First of all, the traditional obligation of the young to get married and start a family would wane worldwide. This might result in greater feminine freedom to cultivate aptitudes beyond parenting that would benefit community. They might even institute a form of breeding more focused on enhancing “the line” as in show horses.

You’re right. I’m losing it. Time to wrap up.


The speed of change right now reminds me of underbrush rising up to choke the woods even as one walks a trail. It would be a good reason to have a man lead the way to clear as you go. Opposites do attract for good reason, in this case making the female willing to follow.

Now, of course the man would move faster alone, but he might enjoy the thought that his tight bottom is being watched from the rear. And he might anticipate a reward for his effort that–intentionally or not–would lead to a new life coming in.

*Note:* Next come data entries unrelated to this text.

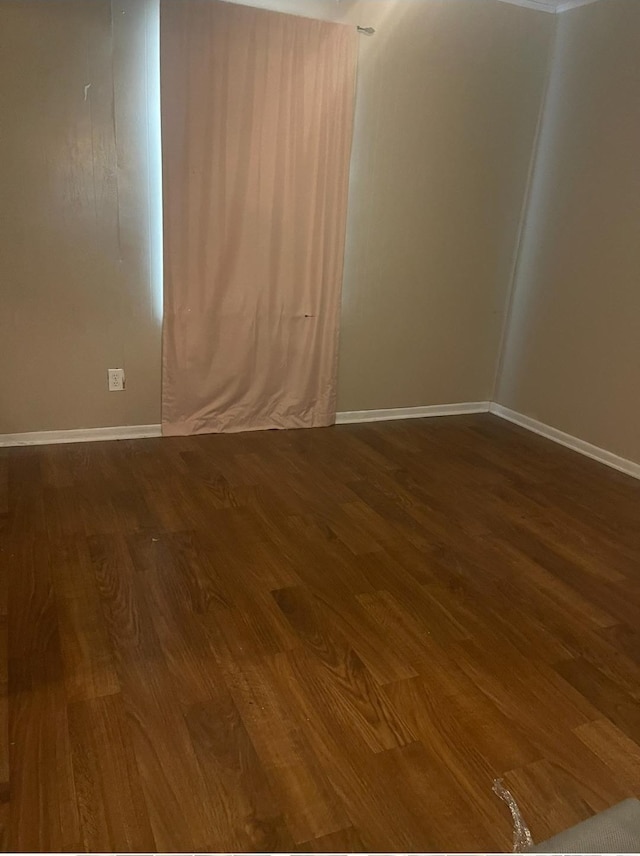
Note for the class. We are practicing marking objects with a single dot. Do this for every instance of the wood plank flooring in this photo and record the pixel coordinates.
(318, 640)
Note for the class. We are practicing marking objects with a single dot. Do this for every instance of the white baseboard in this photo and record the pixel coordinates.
(80, 435)
(581, 446)
(353, 416)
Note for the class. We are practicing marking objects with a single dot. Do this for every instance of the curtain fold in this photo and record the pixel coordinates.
(257, 113)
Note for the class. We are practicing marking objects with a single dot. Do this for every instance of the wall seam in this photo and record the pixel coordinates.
(524, 213)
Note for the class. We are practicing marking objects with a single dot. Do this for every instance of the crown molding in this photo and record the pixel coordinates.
(555, 7)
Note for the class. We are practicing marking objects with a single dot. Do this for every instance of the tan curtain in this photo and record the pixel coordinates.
(257, 111)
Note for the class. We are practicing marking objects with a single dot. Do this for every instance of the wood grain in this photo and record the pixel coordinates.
(325, 640)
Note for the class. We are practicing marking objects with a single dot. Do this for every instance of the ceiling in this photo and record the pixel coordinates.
(553, 6)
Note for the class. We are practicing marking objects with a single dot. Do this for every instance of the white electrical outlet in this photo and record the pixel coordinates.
(116, 380)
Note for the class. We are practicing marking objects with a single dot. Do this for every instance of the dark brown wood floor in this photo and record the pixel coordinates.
(315, 640)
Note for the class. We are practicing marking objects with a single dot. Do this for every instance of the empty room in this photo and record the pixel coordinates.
(319, 426)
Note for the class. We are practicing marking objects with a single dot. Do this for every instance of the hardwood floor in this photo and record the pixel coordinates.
(331, 639)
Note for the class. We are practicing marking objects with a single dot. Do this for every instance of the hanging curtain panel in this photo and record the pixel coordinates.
(257, 112)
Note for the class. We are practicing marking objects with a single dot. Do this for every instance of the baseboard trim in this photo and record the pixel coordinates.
(354, 416)
(568, 440)
(80, 435)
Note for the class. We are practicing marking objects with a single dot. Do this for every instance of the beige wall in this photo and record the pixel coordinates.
(448, 103)
(75, 278)
(448, 97)
(572, 358)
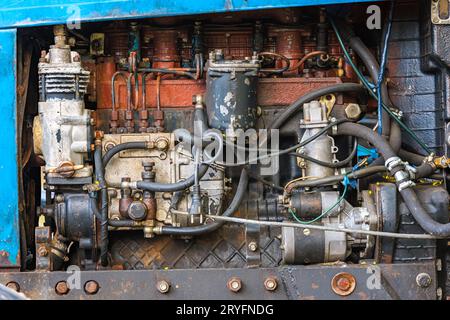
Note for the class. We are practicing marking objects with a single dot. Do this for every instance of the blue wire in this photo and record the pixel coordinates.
(380, 79)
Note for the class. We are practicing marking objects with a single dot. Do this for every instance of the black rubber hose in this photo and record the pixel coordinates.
(358, 174)
(206, 228)
(316, 94)
(413, 158)
(373, 68)
(100, 174)
(422, 217)
(409, 196)
(121, 147)
(338, 164)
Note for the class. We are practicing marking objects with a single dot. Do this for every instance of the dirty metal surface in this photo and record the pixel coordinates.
(293, 282)
(37, 13)
(226, 248)
(9, 211)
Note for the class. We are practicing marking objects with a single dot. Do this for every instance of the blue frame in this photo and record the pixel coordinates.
(9, 213)
(27, 13)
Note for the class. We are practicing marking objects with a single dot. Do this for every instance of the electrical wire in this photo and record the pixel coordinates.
(372, 90)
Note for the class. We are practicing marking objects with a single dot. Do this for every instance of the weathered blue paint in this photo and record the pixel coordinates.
(9, 214)
(38, 12)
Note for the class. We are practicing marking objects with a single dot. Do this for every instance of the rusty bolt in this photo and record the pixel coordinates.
(91, 287)
(234, 284)
(252, 246)
(423, 280)
(13, 285)
(61, 288)
(163, 286)
(270, 284)
(343, 284)
(42, 251)
(353, 111)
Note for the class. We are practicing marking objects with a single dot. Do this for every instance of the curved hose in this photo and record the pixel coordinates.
(206, 228)
(100, 174)
(408, 194)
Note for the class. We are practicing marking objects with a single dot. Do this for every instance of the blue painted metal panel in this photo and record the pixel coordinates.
(9, 186)
(38, 12)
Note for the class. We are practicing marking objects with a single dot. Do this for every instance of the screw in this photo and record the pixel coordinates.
(423, 280)
(13, 285)
(252, 246)
(91, 287)
(163, 286)
(61, 288)
(270, 284)
(234, 284)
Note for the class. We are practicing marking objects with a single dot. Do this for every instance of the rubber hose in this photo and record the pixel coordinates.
(316, 94)
(408, 194)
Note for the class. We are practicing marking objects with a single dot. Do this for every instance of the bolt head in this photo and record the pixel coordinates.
(423, 280)
(91, 287)
(61, 288)
(234, 284)
(13, 285)
(343, 284)
(163, 286)
(270, 284)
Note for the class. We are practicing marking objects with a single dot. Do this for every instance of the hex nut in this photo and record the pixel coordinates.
(13, 285)
(163, 286)
(270, 284)
(91, 287)
(61, 288)
(234, 284)
(343, 284)
(353, 111)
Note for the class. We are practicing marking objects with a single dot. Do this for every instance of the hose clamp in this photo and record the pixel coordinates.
(393, 162)
(405, 184)
(411, 170)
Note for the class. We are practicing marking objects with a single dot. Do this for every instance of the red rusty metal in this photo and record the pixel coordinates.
(289, 44)
(116, 41)
(165, 49)
(177, 93)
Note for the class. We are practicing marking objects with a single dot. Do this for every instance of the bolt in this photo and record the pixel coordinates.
(61, 288)
(234, 284)
(252, 246)
(353, 111)
(270, 284)
(13, 285)
(343, 284)
(91, 287)
(423, 280)
(42, 251)
(163, 286)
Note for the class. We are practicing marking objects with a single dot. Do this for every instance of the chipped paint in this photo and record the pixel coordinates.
(38, 13)
(9, 215)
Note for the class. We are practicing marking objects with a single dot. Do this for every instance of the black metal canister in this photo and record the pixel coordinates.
(231, 87)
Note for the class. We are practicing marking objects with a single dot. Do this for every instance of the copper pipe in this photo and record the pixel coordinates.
(308, 56)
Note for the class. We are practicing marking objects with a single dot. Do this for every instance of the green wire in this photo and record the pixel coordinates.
(325, 213)
(372, 91)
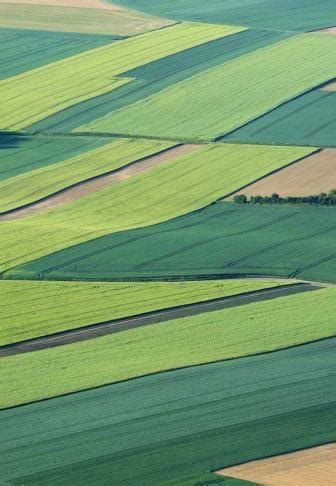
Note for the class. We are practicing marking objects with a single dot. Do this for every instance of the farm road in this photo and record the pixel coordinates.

It’s just really hard to figure all this out, but I’m glad I was young in the era when the survival of the species did not seem to be at risk. And maybe if all the sexes can work together to ensure that all the woods and the wildlife within remain healthy and so do we, the remaining “opposites” will ensure a future through sufficient breeding. I am at peace.




One Response to “A Way Out of the Woods”

  1. Liz

    There is so much going on in this blog I hardly know where to begin or what to focus on. How did you manage to put so much into this piece?! Although I am a Baby Boomer (just squeaked by having been born in 1945!), I am happy that the concept of “normal” seems to be disappearing. Who the hell knows/gets to decide what normal is?! And rather than go into all the other things in this essay, I’ll just wait for one of our lunches to actually have a dialogue… In any event, thanks, as always, for putting out so many thought-provoking ideas.